En ese marco, el premio San Francisco de Asís adquiere un valor especial. Se trata de una distinción que entrega cada año la Municipalidad de San Salvador de Jujuy en el marco de la tradicional Fiesta Provincial del Deporte, para reconocer a deportistas destacados, dirigentes y, en algunas ediciones, también a periodistas deportivos. La ceremonia se realiza en la capital jujeña y reúne a la familia del deporte de toda la provincia, convirtiéndose en uno de los reconocimientos más importantes del calendario deportivo local. En la edición reciente, además, estuvieron presentes el intendente capitalino Raúl “Chuli” Jorge y el presidente del Concejo Deliberante de San Salvador de Jujuy, Gastón Millón, lo que le dio aún más jerarquía institucional al galardón.
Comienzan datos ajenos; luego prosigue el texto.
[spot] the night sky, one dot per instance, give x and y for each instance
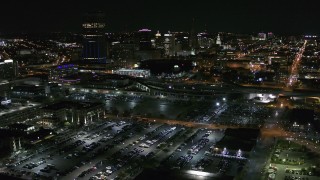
(280, 16)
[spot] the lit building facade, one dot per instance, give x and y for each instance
(94, 42)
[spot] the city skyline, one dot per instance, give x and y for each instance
(245, 16)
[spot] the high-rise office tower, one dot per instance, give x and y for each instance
(94, 43)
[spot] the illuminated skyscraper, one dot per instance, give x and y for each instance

Ese punto es central para entender el valor real de esta consagración. Cuando el deporte se organiza sobre una trama donde conviven el trabajo de base, la enseñanza, la institución y el respaldo del Estado local, los resultados dejan de ser casuales. La revelación de Luciana Álvarez como ganadora del San Francisco de Asís de Oro es la expresión más visible de un proceso más profundo: una ciudad que decidió abrazar el deporte como herramienta de formación, contención y futuro. Y eso, en el norte jujeño, tiene un significado todavía más grande, porque implica abrir horizontes donde muchas veces solo se ven límites.

La Quiaca ofrece, así, una señal para toda la provincia. El talento no está concentrado únicamente en las ciudades más grandes ni en los circuitos tradicionales del reconocimiento. También late con fuerza en los bordes, en las distancias largas, en el esfuerzo cotidiano de quienes entrenan lejos de los grandes focos y aun así no renuncian a competir, enseñar y superarse. Luciana representa justamente eso: una síntesis de mérito, humildad y perseverancia nacida en una ciudad que sabe resistir, organizarse y proyectarse. Su triunfo, en ese sentido, no le pertenece solo a ella ni al taekwondo: pertenece al orgullo de todo el interior jujeño.
Y quizás ahí resida la potencia más profunda de esta historia. Luciana no solo ganó un premio. Se convirtió en una referencia. En una prueba concreta de que cuando hay disciplina, comunidad, acompañamiento institucional y fe en el trabajo, el interior profundo puede dejar de pedir permiso y empezar a ocupar el lugar que merece. Desde La Quiaca, Jujuy recibe una lección valiosa: el mérito también nace lejos del centro, y cuando nace allí, tiene una fuerza especial, porque llega cargado de esfuerzo verdadero y de una dignidad que nadie puede discutir.